How to make Eggless Almond Cake Recipe
Take butter and powdered sugar in a big bowl and churn nicely. When butter and powdered sugar gets puffy add condensed milk into it, and whisk again. Strain maida, baking soda, baking powder in another bowl. Also add grounded almonds and cardamom powder (you can also add vanilla essence instead of cardamom powder).
Add 1-2 tsp milk in instant coffee powder and mix until all lumps dissolves. Mix this in butter-powdered sugar batter.
Preheat oven at 180 degree centigrade for baking cake.
Prepare the cake pan. Take 7 inch long silicon heart shape cake pan and grease it with some butter. You can even use olive oil for greasing the pan.
Mix dry ingredients batter with wet ingredients batter and keep adding little milk at a time. Batter should not be too thick or too thin in consistency. Prepare a batter with nice consistency. Pour the batter in cake pan, tap the pan on surface so that batter sets nicely. Garnish the whole almonds over the batter.

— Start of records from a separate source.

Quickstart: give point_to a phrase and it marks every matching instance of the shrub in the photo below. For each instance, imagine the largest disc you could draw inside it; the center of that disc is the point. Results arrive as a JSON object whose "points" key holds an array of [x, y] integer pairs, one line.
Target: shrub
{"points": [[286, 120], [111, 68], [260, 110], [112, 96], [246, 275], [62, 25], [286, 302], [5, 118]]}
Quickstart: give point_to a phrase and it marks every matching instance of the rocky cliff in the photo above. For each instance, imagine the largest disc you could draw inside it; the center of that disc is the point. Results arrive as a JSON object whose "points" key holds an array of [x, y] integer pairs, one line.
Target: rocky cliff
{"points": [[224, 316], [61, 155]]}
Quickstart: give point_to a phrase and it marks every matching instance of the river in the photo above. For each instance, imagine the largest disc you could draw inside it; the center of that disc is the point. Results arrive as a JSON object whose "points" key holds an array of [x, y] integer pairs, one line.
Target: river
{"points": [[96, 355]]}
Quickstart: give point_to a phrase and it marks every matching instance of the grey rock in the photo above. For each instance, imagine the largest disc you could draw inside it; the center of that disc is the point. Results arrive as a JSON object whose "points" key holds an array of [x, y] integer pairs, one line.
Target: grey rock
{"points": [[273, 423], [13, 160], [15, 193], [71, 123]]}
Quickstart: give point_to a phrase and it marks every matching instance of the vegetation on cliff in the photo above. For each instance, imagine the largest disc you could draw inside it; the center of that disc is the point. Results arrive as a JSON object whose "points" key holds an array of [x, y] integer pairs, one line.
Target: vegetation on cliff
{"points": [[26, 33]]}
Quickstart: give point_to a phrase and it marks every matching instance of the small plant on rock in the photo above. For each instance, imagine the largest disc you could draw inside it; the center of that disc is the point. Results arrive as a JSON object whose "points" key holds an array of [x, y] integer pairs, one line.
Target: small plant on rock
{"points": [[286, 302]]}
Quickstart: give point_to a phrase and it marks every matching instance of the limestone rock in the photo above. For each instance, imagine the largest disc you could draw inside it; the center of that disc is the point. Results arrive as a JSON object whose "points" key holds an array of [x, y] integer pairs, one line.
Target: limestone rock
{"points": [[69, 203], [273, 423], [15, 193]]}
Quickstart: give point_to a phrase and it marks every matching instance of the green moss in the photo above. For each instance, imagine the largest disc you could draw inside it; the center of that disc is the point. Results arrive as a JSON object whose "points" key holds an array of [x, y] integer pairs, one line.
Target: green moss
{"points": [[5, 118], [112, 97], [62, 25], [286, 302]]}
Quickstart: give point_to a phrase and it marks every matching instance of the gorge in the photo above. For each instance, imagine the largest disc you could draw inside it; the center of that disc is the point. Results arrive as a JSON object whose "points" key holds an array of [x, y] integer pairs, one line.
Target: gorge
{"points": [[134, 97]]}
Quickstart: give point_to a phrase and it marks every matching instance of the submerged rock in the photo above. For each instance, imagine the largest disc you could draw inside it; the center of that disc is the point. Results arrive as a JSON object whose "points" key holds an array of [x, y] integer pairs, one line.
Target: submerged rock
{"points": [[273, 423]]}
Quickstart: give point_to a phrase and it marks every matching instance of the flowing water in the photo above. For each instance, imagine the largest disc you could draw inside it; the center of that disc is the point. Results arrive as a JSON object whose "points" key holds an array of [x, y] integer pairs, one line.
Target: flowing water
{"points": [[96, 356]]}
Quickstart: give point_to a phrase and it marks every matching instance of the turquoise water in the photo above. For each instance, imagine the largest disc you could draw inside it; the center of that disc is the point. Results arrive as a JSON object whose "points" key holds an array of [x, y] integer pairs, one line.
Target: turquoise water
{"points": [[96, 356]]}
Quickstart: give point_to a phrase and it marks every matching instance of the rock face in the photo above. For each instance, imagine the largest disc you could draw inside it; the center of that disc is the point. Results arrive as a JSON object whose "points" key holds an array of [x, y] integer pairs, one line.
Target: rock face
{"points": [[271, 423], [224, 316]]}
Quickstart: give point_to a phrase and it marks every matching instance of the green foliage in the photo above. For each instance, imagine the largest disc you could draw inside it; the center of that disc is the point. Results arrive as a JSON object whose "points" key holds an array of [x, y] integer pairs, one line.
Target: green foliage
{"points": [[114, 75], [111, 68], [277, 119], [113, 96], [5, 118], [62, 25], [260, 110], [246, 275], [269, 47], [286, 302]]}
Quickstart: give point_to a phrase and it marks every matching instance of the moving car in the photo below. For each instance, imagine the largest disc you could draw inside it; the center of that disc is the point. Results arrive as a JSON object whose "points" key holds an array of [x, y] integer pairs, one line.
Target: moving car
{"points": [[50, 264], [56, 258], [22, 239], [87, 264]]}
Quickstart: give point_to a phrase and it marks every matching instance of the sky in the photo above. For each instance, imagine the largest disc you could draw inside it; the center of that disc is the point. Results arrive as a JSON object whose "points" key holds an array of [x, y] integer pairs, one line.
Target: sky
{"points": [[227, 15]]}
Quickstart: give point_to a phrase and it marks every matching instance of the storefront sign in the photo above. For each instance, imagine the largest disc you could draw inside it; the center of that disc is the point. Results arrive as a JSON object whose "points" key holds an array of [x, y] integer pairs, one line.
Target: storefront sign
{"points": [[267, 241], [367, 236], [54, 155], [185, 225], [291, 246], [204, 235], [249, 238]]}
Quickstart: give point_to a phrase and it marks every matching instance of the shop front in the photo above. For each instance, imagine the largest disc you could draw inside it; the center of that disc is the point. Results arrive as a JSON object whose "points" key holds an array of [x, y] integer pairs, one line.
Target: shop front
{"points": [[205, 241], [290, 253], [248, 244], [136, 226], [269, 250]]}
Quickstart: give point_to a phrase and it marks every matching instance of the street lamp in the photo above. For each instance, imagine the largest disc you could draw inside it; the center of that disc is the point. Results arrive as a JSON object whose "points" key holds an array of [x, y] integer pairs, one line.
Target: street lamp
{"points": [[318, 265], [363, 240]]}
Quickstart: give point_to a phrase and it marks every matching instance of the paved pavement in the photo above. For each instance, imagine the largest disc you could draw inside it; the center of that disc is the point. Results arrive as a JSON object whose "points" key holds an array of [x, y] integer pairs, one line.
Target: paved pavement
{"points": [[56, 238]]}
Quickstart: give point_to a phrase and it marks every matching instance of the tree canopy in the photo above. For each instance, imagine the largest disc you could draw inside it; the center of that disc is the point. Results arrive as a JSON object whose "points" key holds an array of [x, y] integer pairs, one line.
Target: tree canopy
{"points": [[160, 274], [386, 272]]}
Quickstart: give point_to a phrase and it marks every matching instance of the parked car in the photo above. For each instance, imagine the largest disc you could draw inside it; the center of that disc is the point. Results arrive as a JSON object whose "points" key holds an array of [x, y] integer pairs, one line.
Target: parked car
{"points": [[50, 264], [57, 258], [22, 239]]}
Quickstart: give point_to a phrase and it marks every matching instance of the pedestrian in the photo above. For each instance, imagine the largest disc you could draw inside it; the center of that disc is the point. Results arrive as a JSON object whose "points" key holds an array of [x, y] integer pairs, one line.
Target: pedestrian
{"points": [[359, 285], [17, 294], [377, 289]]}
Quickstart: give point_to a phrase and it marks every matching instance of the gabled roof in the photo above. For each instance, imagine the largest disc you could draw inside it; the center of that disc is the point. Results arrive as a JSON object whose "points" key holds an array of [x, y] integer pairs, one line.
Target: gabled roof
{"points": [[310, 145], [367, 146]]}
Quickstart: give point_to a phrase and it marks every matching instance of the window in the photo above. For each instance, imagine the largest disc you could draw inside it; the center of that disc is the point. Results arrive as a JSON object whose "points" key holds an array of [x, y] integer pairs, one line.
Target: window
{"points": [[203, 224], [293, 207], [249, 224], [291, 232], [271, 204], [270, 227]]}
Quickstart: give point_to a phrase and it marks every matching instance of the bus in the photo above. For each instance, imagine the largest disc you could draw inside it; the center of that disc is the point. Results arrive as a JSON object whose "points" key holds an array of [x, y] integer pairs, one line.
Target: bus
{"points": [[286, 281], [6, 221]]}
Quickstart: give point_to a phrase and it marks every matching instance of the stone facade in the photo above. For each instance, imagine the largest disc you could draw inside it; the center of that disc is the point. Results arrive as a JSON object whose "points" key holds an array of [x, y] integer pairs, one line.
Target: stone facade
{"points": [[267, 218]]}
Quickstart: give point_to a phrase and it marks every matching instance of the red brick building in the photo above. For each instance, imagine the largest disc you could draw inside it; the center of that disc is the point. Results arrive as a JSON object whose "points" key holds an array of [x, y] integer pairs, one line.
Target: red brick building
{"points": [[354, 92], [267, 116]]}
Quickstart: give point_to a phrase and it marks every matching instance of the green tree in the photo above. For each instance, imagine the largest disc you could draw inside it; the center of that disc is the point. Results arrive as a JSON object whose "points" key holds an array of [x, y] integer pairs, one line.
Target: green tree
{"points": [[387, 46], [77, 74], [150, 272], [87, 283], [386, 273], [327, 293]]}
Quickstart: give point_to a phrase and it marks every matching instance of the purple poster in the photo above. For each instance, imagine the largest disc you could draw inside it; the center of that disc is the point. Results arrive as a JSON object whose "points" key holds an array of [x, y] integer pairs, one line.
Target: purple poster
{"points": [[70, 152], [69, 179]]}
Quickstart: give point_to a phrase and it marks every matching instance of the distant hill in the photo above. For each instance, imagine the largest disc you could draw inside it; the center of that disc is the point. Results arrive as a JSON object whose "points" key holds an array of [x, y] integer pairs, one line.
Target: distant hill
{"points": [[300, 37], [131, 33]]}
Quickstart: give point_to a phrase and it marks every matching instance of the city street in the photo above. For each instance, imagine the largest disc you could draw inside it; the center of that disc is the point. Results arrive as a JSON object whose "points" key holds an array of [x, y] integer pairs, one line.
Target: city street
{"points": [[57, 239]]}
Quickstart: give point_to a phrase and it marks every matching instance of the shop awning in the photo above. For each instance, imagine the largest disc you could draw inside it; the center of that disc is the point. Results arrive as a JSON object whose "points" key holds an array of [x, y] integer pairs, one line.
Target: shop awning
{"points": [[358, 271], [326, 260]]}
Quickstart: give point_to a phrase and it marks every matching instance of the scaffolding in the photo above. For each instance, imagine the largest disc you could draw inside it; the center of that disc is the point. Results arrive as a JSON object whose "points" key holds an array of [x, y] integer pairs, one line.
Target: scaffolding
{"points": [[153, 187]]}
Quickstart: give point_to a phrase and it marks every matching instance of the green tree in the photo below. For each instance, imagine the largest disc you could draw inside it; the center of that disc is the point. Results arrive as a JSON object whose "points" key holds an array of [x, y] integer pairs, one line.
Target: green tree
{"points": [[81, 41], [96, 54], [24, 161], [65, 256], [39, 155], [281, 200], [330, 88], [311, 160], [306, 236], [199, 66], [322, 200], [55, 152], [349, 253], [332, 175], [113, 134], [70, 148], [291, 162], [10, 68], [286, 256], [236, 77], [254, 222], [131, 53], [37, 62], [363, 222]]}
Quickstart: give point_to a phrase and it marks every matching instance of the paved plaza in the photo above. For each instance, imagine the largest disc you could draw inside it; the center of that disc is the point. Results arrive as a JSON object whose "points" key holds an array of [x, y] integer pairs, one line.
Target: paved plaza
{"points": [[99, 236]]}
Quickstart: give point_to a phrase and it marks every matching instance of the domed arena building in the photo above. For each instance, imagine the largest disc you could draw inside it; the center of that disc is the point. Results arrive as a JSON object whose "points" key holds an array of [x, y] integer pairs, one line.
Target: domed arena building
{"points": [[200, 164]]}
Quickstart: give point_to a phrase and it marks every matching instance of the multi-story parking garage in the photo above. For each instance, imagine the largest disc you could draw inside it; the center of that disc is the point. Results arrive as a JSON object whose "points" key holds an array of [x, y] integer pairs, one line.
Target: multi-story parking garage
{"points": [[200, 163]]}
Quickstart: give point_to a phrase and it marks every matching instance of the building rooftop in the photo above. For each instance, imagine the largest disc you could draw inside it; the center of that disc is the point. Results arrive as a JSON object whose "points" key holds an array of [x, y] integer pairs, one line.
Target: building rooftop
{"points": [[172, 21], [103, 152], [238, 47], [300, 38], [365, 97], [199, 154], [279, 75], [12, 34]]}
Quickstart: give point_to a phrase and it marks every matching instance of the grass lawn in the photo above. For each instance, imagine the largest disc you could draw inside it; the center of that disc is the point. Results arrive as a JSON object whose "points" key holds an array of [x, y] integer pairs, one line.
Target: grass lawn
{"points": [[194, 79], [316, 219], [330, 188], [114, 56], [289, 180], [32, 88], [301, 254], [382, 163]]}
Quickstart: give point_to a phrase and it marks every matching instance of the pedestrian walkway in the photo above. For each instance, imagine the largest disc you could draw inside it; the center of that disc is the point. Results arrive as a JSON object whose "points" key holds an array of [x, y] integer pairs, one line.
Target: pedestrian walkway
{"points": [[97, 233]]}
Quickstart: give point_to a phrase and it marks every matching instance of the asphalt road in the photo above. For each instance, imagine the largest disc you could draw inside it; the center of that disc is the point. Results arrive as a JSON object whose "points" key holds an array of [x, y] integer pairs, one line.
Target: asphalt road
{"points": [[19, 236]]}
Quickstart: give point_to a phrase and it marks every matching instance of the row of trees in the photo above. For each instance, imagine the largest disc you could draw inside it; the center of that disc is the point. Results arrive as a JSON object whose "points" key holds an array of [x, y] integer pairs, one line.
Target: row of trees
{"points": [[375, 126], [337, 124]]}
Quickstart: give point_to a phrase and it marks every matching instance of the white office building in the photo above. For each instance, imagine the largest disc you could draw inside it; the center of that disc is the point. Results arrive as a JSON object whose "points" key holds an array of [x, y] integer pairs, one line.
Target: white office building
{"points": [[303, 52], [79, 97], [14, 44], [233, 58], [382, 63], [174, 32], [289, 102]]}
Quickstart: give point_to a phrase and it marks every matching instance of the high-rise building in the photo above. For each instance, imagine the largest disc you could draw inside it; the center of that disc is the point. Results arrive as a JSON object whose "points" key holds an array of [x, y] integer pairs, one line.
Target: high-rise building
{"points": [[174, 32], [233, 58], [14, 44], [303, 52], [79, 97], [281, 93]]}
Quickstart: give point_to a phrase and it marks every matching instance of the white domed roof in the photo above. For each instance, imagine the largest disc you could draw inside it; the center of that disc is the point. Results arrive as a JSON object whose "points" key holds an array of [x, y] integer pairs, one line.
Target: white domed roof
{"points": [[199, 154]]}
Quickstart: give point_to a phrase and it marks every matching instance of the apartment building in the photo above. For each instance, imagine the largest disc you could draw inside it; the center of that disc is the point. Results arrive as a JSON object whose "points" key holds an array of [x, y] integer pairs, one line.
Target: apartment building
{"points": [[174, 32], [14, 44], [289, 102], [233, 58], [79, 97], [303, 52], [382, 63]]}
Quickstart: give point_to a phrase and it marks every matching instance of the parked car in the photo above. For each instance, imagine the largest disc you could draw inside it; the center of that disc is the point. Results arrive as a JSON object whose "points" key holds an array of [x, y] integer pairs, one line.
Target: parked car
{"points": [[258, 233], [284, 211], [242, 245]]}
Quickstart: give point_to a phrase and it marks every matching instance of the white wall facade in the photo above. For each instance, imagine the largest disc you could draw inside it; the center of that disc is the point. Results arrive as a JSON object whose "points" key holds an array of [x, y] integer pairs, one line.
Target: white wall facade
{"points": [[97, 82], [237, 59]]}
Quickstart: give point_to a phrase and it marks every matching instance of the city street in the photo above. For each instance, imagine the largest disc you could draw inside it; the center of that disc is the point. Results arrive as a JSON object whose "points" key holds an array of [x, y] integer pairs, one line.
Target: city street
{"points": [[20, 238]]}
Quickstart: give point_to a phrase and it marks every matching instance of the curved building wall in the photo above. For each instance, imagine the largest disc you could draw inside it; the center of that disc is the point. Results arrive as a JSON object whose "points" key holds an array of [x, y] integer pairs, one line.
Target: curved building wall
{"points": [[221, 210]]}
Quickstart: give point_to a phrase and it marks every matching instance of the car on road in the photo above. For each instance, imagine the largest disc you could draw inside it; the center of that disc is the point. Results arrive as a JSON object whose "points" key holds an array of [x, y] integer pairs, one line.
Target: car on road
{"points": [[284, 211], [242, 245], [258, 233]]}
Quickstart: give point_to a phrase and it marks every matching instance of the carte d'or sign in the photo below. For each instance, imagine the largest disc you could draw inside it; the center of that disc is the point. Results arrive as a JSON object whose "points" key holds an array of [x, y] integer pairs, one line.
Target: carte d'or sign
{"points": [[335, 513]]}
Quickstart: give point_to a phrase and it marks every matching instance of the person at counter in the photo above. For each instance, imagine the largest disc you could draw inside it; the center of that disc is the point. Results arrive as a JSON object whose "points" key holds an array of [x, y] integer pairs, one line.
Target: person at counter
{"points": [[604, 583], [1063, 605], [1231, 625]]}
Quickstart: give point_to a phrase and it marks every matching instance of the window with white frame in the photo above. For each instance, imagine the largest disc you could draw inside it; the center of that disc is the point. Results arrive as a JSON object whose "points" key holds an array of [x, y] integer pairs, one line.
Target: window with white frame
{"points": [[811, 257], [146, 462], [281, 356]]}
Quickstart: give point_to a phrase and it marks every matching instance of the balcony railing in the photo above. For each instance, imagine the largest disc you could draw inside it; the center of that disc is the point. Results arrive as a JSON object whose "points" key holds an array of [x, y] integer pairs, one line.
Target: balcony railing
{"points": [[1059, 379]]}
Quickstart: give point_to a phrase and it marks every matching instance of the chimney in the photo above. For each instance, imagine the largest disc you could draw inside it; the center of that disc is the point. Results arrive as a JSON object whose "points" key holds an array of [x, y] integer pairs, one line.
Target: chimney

For baking the cake, place the pan over a net stand in oven. Set the microwave on convection mode at 180 degree centigrade for 20 minutes and cake. Bake until cake turns brown from surface. Cake appears nice brown from top. Insert a knife, it comes out clean. If you get batter on knife then bake the cake on 160 degree centigrade until cake is baked completely. Within 40-50 minutes almond cake is baked.
Allow the cake to get cool slightly. Once cooled, take out cake in a container. Soft and spongy almond cake is ready. This cake can be stored in refrigerator for 15-20 days.
Baking time may vary as per your oven model.
Cake can be prepared in any cake utensil or any shape.
For making almond powder, grind the almonds in mixture or grinder.